Pulmoner arteriyel hipertansiyon (PAH), genetik olarak belirlenen nadir bir pulmoner hipertansiyon türüdür. Esas olarak gençleri etkiler. Milyon kişi başına 4-5 hastada teşhis edilirler. Pulmoner arter hipertansiyonunun semptomları - esas olarak nefes darlığı, nefes darlığı ve yorgunluk - pulmoner damarlar aşırı büyüdüğünde ortaya çıkar - kan içlerinden serbestçe akamaz ve bu da pulmoner arterdeki basıncın artmasına neden olur. Pulmoner arteriyel hipertansiyonun nedenleri nelerdir? Tedavi nedir?
Pulmoner arteriyel hipertansiyon (PAH), kalbin sağ ventrikülünden oksijen veya oksijenle zenginleştirilmiş akciğerlerdeki damarlara venöz (oksijensiz) kan sağlayan pulmoner arterdeki anormal basınç artışının neden olduğu bir grup semptomdur.
Polonya'da yaklaşık 1.1 bin kişi pulmoner arteriyel hipertansiyondan muzdarip. insan ve bir yıl içinde yaklaşık 120 kişide teşhis edilir. Esas olarak gençleri etkiler, ancak şimdi 60 yaşın üzerindeki kişilerde giderek daha sık teşhis edilmektedir. Genç kadınlar daha sık hasta - tahminler, vakaların yaklaşık yüzde 60'ında olduğunu gösteriyor. Ancak PAH her yaşta ortaya çıkabilir - çocuklarda, yetişkinlerde ve yaşlılarda.
Pulmoner arteriyel hipertansiyon, hemodinamik inceleme sırasında pulmoner basınç değerleri egzersiz sırasında 30 mmHg'yi ve dinlenme sırasında 25 mmHg'yi aştığında teşhis edilir.

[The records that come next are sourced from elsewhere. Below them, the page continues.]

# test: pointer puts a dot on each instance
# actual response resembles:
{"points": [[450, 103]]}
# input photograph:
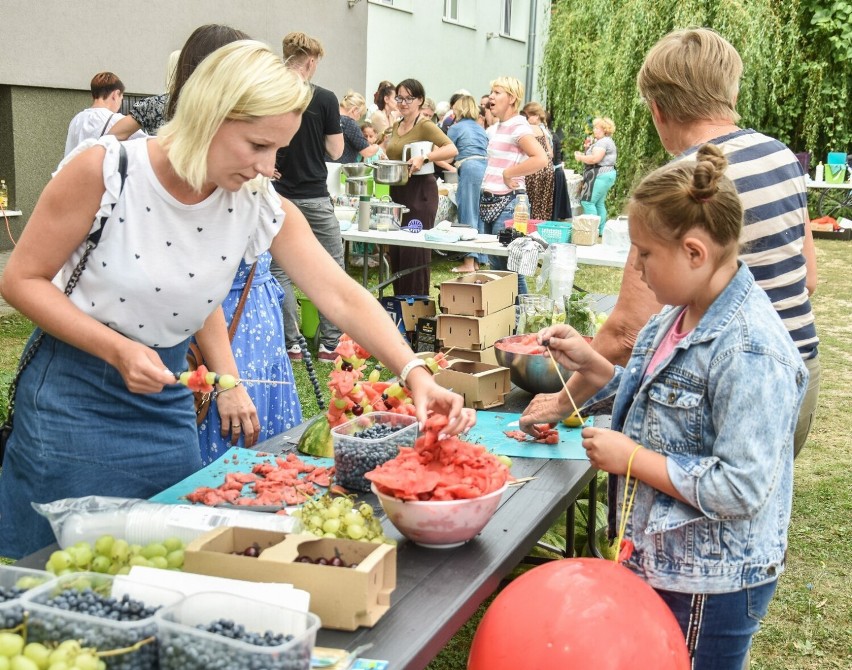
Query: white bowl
{"points": [[440, 524]]}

Düzgün işleyen bir dolaşım sisteminde, venöz (oksijensiz) kan, kalbin sağ ventrikülüne akar. Oradan, pulmoner arterden oksijenle zenginleştirildiği akciğerlere akar, yani oksijenasyon. Daha sonra, oksijenli kan, akciğerlerden dört pulmoner venden kalbe ve ardından aorttan tüm vücut hücrelerine geçtiği sol atriyuma akar.
Pulmoner arteriyel hipertansiyonu olan bir hasta, pulmoner vasküler duvarların, pulmoner arterin ve kanı sağ ventrikülden akciğerlere götüren dallarının yapısında istenmeyen değişiklikler geliştirir. Bu değişiklikler, bu damarlardan akan kanın direncini artıran duvarlarının kalınlaşmasından ibarettir.
Kalbin sağ ventrikülü artık akciğerlere yeterince venöz kan pompalayamaz. Bu, sağ ventrikülden pulmoner artere pompalandığı için kan basıncında bir artışa neden olur ve daha sonra hastalıklı pulmoner damarlara ulaşır.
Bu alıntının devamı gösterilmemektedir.